Architecture should reveal something --- it should summarize, condense and showcase the intrinsic qualities of a place. It is capable of shaping human behaviors and creating atmospheres, providing a sense of tranquility and poetry, evoking compassion and kindness, and fostering a sense of shared community.

---Liu Jiakun
Liu Jiakun entered the Department of Architecture of Chongqing Institute of Civil Engineering and Architecture (Grade 1977, now the School of Architecture and Urban Planning of Chongqing University) in February 1978 and graduated in early 1982. He is currently the chief architect of Jiakun Architects. His works have won awards and honors such as 2017 WAN Awards, the 9th Far Eastern Architectural Design Award for Excellence in 2017, the Excellent City Regeneration Award of 2016 World Architecture Awards for Chinese Architecture, 2011 International Architecture Award from the Chicago Athenaeum: Museum of Architecture and Design, the 6th Far Eastern Architectural Design Award for Excellence in 2007, 2012 "Top 100 Architects in Modern China" by Architectural Society of China and 2020-2022 "The China Eminent Architect 100, RIBA". Liu Jiakun is also the second Chinese architect to win the Pritzker Prize, the highest honor in the global architectural circle, following Wang Shu in 2012. He holds significant influence in the contemporary Chinese architectural circle.
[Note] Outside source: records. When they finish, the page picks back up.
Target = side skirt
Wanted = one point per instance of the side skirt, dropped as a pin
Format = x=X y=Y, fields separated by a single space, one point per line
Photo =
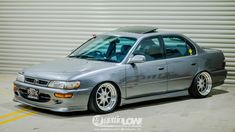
x=154 y=97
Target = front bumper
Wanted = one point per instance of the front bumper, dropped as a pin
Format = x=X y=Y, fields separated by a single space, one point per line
x=78 y=102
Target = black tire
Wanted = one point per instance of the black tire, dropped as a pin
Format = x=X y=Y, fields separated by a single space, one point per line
x=96 y=98
x=201 y=86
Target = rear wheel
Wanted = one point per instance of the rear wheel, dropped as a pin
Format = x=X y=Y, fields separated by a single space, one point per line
x=201 y=86
x=104 y=98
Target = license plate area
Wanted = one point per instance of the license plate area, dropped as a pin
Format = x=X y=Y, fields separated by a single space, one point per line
x=33 y=93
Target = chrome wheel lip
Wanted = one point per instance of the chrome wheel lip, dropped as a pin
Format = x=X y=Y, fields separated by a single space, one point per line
x=106 y=97
x=204 y=83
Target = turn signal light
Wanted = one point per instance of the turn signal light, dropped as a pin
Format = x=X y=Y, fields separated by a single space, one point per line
x=63 y=95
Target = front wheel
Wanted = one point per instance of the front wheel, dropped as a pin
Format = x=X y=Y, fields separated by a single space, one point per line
x=104 y=98
x=202 y=85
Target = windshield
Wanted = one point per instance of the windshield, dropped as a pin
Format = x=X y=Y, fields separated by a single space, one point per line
x=105 y=48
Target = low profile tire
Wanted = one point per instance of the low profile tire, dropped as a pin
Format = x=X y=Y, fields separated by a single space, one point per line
x=104 y=98
x=202 y=85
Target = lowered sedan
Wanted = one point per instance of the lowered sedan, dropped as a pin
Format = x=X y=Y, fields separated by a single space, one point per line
x=130 y=64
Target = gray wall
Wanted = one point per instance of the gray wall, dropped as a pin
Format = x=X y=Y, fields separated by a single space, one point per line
x=34 y=31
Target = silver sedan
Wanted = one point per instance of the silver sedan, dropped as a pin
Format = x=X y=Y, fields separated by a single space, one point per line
x=127 y=65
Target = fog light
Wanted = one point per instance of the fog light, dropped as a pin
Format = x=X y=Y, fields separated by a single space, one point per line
x=14 y=88
x=63 y=95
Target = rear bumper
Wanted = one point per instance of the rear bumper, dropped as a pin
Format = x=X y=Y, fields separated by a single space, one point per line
x=78 y=102
x=218 y=77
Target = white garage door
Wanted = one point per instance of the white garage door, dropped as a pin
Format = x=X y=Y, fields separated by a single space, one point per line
x=33 y=31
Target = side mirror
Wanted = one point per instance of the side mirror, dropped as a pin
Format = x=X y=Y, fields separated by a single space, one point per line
x=136 y=59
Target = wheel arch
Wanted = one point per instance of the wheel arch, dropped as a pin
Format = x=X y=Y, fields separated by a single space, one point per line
x=115 y=85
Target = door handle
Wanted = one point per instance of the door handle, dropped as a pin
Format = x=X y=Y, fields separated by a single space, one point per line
x=160 y=68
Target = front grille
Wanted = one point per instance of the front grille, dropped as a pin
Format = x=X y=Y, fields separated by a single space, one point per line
x=41 y=98
x=36 y=81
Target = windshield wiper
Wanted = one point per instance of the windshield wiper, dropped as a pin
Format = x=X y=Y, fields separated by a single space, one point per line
x=108 y=60
x=82 y=56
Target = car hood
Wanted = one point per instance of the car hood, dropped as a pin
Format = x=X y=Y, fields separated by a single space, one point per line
x=66 y=68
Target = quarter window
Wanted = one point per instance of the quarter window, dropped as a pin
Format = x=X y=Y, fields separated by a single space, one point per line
x=150 y=48
x=177 y=47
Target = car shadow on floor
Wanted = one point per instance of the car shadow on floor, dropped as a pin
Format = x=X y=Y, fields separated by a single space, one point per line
x=119 y=109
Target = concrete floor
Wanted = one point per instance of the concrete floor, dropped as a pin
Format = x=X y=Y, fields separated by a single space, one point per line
x=182 y=114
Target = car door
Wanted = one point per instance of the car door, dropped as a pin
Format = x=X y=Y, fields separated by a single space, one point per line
x=181 y=62
x=150 y=77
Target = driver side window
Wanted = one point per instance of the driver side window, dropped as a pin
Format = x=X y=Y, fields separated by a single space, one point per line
x=150 y=48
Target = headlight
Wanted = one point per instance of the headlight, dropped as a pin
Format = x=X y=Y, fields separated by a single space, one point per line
x=20 y=77
x=64 y=85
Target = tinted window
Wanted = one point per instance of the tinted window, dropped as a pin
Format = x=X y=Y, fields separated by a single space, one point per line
x=150 y=48
x=105 y=48
x=177 y=47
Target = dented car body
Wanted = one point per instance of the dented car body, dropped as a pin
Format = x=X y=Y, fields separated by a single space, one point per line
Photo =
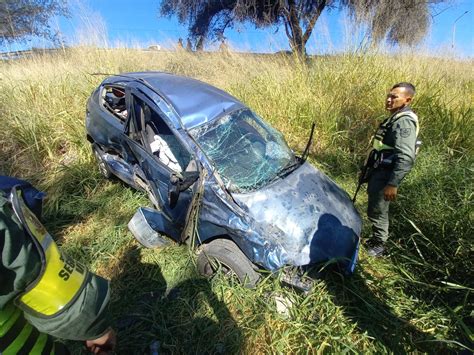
x=206 y=159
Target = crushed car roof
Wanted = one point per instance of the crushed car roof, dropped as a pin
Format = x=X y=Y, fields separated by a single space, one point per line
x=194 y=101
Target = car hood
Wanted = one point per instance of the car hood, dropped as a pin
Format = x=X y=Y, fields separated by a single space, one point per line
x=316 y=217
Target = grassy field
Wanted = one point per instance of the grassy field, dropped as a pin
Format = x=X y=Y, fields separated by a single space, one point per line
x=419 y=299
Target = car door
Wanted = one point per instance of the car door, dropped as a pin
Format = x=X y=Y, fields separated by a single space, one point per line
x=157 y=172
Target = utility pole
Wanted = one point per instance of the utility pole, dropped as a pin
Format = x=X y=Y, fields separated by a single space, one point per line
x=454 y=28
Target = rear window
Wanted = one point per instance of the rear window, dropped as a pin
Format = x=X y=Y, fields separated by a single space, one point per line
x=113 y=100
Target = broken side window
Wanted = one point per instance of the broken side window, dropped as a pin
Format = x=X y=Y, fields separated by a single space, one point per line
x=158 y=138
x=113 y=99
x=247 y=153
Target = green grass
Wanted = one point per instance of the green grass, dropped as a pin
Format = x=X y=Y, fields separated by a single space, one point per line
x=417 y=300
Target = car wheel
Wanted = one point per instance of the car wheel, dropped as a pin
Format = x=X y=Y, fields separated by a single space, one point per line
x=103 y=167
x=224 y=255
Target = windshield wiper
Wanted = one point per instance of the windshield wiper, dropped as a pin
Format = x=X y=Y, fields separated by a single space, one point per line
x=288 y=168
x=306 y=151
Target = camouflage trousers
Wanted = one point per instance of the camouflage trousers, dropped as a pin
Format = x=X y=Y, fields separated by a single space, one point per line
x=377 y=209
The Pritzker Architecture Prize announced that Liu Jiakun from Chengdu, China has won the 2025 Pritzker Architecture Prize. This award is recognized internationally as the highest honor in the architectural circle.
"Architecture should reveal something --- it should summarize, condense and showcase the intrinsic qualities of a place. It is capable of shaping human behaviors and creating atmospheres, providing a sense of tranquility and poetry, evoking compassion and kindness, and fostering a sense of shared community." Liu Jiakun said.
Liu Jiakun brings together elements that may seem contradictory, such as utopia and everyday life, history and modernity, collectivism and individual values, creating architecture that supports and celebrates the lifestyle of ordinary citizens. He upholds the transcendent power of the building environment, and coordinates cultural, historical, emotional, and social dimensions to unite communities through architecture to inspire humanistic care, and elevate the human spirit.
The adjudicators' remarks in 2025 states that Liu Jiakun's work demonstrates profound coherence and consistence, free from the constraints of any aesthetic or stylistic dogma, imagining and constructing a new world. What he advocates is a strategy rather than a style, which never relies on repetitive methods but evaluates each project in different ways based on its specific characteristics and needs. In other words, Liu Jiakun, based on the present, deals with his design in a way that suits local conditions, and even presents us with a brand-new scene of daily life. Apart from knowledge and technology, the most powerful tools he has added to the architect's toolbox are common sense and wisdom.
Liu Jiakun has created public areas in densely populated cities with scarce open space, establishing a positive connection between density and spatial openness. By integrating multiple architectural forms into a project, he has innovated in the role of citizens' activity spaces to meet the extensive needs of a diverse society. Xicundayuan (Chengdu, China, 2015) is a five-story building that spans an entire block, presenting a striking visual contrast with the surrounding typical mid-to-high-rise buildings in visual perception and the surrounding environment. He designed a slope path that is both open and enclosed for cyclists and pedestrians, encircling this vibrant urban space where various cultural, sports, entertainment, official and commercial events can be held, and the public can enjoy the surrounding natural and architectural environment through the facade. The Teaching Building of Department of Sculpture, Sichuan Fine Arts Institute (Chongqing, China, 2004) demonstrates an alternative solution for maximizing space, which makes the upper floors of the building extend outward with cantilevers, achieving a larger floor area on a narrow footprint.